Failure modes and edge cases

  • Freezing too late. gc.freeze() moves currently live objects out of scope; if you call it before the index is fully built, the not-yet-allocated objects stay in the scanned generations and gen-2 sweeps remain expensive. Freeze only after warm-up completes and a gc.collect() has settled transient garbage.
  • Disabled GC leaking cycles. gc.disable() stops cyclic collection entirely — reference-counted objects still free immediately, but any object cycle (a polygon referencing a parent zone that references it back) never gets reclaimed and RSS climbs without bound. Only disable across a bounded burst window and always re-enable in a finally, pairing with an RSS gauge so an unbounded climb pages you.
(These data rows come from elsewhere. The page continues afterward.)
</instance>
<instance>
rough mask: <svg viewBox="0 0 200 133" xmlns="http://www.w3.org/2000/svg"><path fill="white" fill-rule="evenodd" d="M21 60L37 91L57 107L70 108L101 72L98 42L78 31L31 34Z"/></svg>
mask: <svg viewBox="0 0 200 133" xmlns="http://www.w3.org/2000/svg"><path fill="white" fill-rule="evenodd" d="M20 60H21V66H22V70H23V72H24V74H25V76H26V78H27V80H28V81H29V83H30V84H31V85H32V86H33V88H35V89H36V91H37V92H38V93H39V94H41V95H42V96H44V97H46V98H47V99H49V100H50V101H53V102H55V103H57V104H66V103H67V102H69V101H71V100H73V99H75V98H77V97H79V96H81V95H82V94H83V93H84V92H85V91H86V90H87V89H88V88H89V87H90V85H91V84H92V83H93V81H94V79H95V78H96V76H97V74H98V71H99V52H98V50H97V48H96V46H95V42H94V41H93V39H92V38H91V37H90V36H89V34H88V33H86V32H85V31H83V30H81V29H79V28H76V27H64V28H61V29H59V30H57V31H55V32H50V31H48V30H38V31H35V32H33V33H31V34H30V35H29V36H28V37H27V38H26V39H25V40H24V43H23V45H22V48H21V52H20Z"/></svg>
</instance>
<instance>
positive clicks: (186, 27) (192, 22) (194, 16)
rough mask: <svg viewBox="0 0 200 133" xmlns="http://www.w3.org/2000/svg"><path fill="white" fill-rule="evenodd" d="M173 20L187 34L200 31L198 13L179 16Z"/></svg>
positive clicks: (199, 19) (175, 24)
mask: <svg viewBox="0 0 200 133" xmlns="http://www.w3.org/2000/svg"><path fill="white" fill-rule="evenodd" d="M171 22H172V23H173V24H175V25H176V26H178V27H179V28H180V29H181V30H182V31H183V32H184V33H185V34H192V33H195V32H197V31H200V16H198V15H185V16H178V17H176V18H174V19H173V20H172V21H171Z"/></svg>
  • Alerting on gen-0. Gen-0 collections fire thousands of times an hour and are sub-millisecond; an alert without a generation="2" label filter flaps constantly and trains the on-call to ignore it. Threshold only the generation that actually pauses.
  • Threshold tuning that defers the cliff. Raising gc.set_threshold reduces collection frequency but each deferred gen-2 sweep then scans a larger set, so an over-raised threshold trades many small pauses for one enormous one. Tune against the pause histogram, not the collection rate — the goal is a bounded P99, not fewer collections.
  • perf_counter inside the callback. The gc callback runs while the collector holds the GIL; time.perf_counter() is safe and cheap, but any allocation inside the hook can itself trigger accounting — keep the hook allocation-free (no f-strings building new objects on the hot path; pre-label the metric).